Ardi geleng-geleng kepala, ucapannya barusan itu bagaikan angin lalu ditelinga seorang Firanda yang keras kepala hanya melakukan apa saja mengikuti ego.
"Iya Ran, udah dong? Biasanya lo gak gini." Ucap Sean berharap cowok itu berhenti dari menyakiti diri sendiri.
Firanda bergeming melihat sahabatnya satu persatu lalu melanjutkan kembali menghantam samsak. "Cerita napa Ran, siapa tau kami bisa bantu." Usul Ardi kemudian.
"Kalo lo bungkam siapa yang akan mengerti apa masalah lo, dari tadi gue perhatiin lo cuma menghantam samsak itu tanpa mau sedikit pun bercerita. Dari tadi kami cuma perhatiin biar emosi lo reda dan mulai bercerita. Namun apa lo hanya ngumpat, emang ada jalan keluarnya gue tanya," ucap Nio setelah lama berdiam diri. Ia jengah melihat sahabatnya yang satu ini selalu memenangkan egonya.
"Bantu apa?! Hah! Bantu dengan cara apa?!" maki Firanda pada sahabatnya. Mata yang merah, buku-buku tangan yang lebam, peluh mengucur di dahi.
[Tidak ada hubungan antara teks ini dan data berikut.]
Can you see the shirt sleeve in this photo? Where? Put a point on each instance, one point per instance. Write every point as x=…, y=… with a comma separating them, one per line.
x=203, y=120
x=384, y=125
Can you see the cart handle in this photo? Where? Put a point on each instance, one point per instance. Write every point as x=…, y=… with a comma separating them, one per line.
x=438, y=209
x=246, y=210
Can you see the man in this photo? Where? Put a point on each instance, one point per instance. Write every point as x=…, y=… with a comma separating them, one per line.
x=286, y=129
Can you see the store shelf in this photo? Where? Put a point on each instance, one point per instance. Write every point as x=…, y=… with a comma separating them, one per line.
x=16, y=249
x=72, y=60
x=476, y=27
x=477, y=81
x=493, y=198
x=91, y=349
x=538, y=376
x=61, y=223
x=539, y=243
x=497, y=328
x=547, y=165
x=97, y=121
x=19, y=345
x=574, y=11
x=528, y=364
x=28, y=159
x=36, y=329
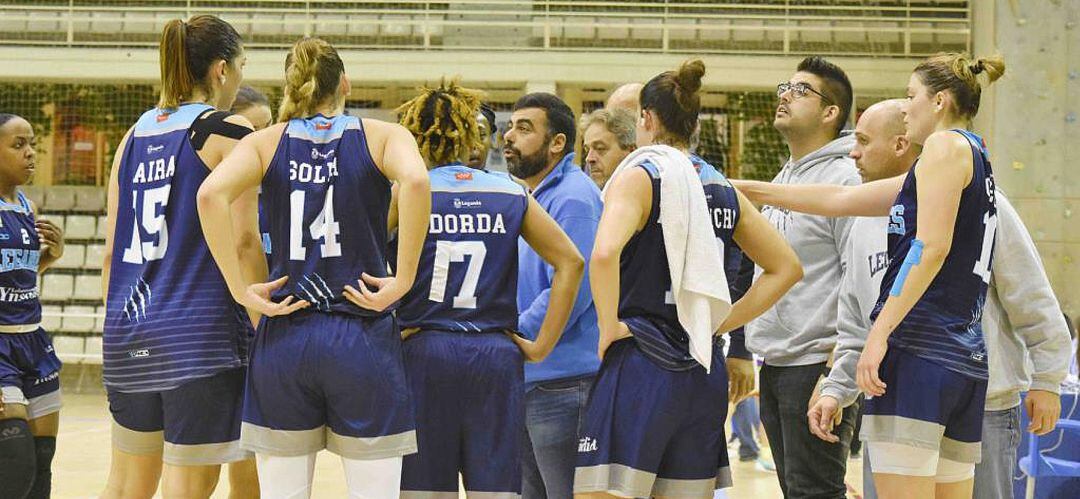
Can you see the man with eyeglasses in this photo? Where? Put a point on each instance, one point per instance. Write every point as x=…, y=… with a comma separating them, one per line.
x=797, y=336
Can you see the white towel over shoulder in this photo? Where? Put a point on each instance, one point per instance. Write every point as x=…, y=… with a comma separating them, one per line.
x=694, y=254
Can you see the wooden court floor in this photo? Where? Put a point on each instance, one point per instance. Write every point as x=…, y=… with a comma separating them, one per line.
x=82, y=459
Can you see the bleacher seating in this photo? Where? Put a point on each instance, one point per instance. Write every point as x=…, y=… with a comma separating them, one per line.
x=71, y=287
x=80, y=227
x=95, y=256
x=56, y=287
x=88, y=287
x=75, y=257
x=78, y=319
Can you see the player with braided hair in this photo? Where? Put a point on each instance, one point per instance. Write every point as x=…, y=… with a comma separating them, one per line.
x=461, y=314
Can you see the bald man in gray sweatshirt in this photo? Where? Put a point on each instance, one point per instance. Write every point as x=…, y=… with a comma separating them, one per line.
x=1022, y=320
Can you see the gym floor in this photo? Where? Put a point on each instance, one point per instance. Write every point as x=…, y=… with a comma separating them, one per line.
x=82, y=458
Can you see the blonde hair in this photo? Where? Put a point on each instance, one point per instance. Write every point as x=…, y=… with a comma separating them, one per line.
x=186, y=52
x=958, y=73
x=312, y=72
x=443, y=120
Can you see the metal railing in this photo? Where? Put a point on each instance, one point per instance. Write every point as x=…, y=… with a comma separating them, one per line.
x=901, y=28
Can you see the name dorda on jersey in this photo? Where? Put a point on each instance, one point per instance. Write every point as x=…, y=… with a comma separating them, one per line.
x=467, y=224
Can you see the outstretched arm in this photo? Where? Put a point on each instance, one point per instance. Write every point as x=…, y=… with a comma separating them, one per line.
x=869, y=199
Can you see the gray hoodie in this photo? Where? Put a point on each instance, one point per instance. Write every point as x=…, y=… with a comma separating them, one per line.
x=800, y=328
x=1026, y=336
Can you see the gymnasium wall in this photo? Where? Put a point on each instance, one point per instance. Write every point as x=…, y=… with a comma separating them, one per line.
x=1030, y=121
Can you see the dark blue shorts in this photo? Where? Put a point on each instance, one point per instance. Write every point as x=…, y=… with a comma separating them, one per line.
x=650, y=431
x=29, y=373
x=327, y=380
x=928, y=406
x=469, y=391
x=196, y=423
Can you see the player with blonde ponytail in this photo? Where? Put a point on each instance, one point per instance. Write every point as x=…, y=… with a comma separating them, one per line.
x=925, y=364
x=325, y=368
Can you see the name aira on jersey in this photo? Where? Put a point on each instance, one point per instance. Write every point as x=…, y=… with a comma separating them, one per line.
x=154, y=170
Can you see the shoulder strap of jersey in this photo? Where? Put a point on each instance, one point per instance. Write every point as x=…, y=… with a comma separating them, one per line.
x=212, y=122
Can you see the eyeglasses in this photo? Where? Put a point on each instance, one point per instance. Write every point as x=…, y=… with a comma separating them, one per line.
x=800, y=90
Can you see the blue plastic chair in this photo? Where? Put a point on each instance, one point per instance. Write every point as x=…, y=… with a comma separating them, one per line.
x=1035, y=464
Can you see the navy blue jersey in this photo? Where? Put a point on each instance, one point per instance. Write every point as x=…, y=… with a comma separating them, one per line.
x=645, y=300
x=324, y=204
x=945, y=325
x=725, y=212
x=170, y=317
x=467, y=280
x=19, y=253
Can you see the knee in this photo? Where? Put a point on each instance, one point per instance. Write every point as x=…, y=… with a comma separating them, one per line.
x=17, y=458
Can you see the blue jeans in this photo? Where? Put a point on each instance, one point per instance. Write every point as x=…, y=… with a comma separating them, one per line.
x=743, y=420
x=554, y=412
x=1001, y=434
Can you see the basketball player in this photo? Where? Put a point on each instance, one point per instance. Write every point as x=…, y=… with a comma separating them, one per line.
x=253, y=105
x=29, y=369
x=485, y=120
x=655, y=420
x=331, y=376
x=462, y=354
x=923, y=365
x=174, y=338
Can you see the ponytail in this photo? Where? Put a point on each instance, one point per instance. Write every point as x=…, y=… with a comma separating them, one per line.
x=312, y=72
x=188, y=50
x=176, y=81
x=958, y=75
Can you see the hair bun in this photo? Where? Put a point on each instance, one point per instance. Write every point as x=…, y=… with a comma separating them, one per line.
x=689, y=76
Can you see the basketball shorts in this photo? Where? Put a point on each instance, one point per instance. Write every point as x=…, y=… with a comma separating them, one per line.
x=197, y=423
x=650, y=431
x=927, y=406
x=29, y=373
x=469, y=391
x=327, y=380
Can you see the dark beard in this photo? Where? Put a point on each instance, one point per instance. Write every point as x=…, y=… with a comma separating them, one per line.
x=525, y=166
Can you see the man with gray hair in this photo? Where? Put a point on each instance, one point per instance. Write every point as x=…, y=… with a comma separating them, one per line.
x=608, y=137
x=1022, y=321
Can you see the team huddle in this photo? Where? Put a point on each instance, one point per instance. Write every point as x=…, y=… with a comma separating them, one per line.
x=329, y=282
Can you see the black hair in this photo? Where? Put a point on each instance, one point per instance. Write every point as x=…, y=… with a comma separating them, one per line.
x=559, y=116
x=673, y=96
x=836, y=85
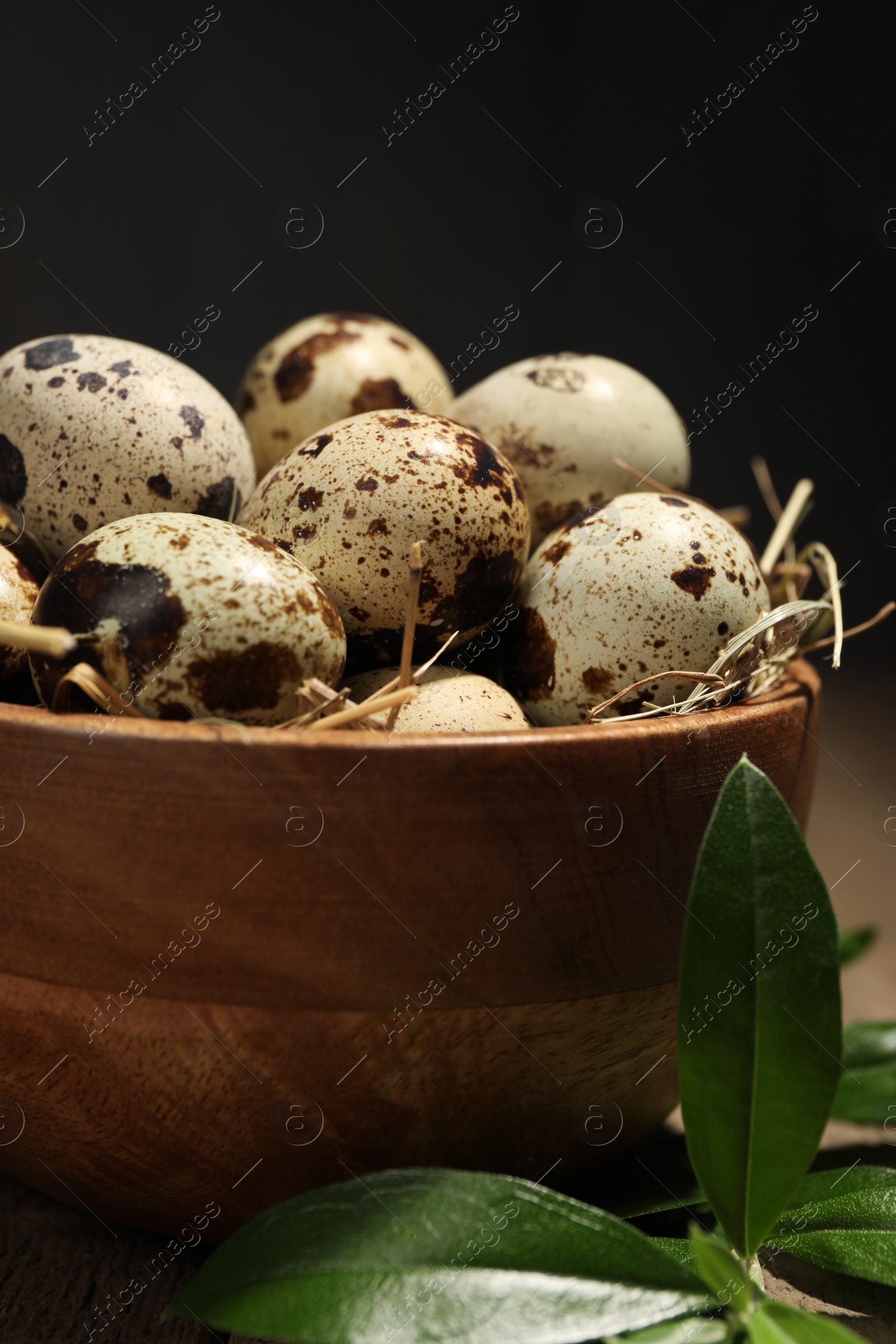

"Gue udah merusak, gue bego! Gak akan ada yang ngerti termasuk elo semua." Ucap Firanda lirih.
"Apa yang lo rusak Ran, siapa tau kami bisa ganti." Ucap Sean memberi saran, lelah mendengar umpatan yang tidak berkesudahan. Menangis dan mengamuk tidak akan menyelesaikan masalah bukan, untuk apa marah-marah jika masalahnya tidak akan selesai dengan itu.
"Sayangnya tidak akan bisa diganti Yan! Dengan harta segunung pun gak akan pernah terganti." ucap Firanda lirih yang lain menatap heran.
"Wow! Apa itu? Kok, mahal amat!" lagi-lagi Sean bertanya, memancing kemarahan Firanda. "Pikir sendiri!" Firanda berlalu dan meninggalkan Mereka yang masih bergeming memikirkan apa kesalahan yang dilalukan oleh temannya ini.
"Apaan ya?" tanya Nio sambil menepuk dagunya dengan telunjuk. Karena tidak juga menemukan jawaban ia mengangkat dagunya meminta jawaban dari yang lain.
"Au o! Bhay." Jawab Sean lalu meninggalkan Nio yang masih mencari-cari jawaban benda apa yang telah dirusaki oleh Firanda hingga tak terbayar harganya.
"Yan tunggu!" teriak Nio mengejar Sean yang tidak mau berhenti, menoleh pun enggan.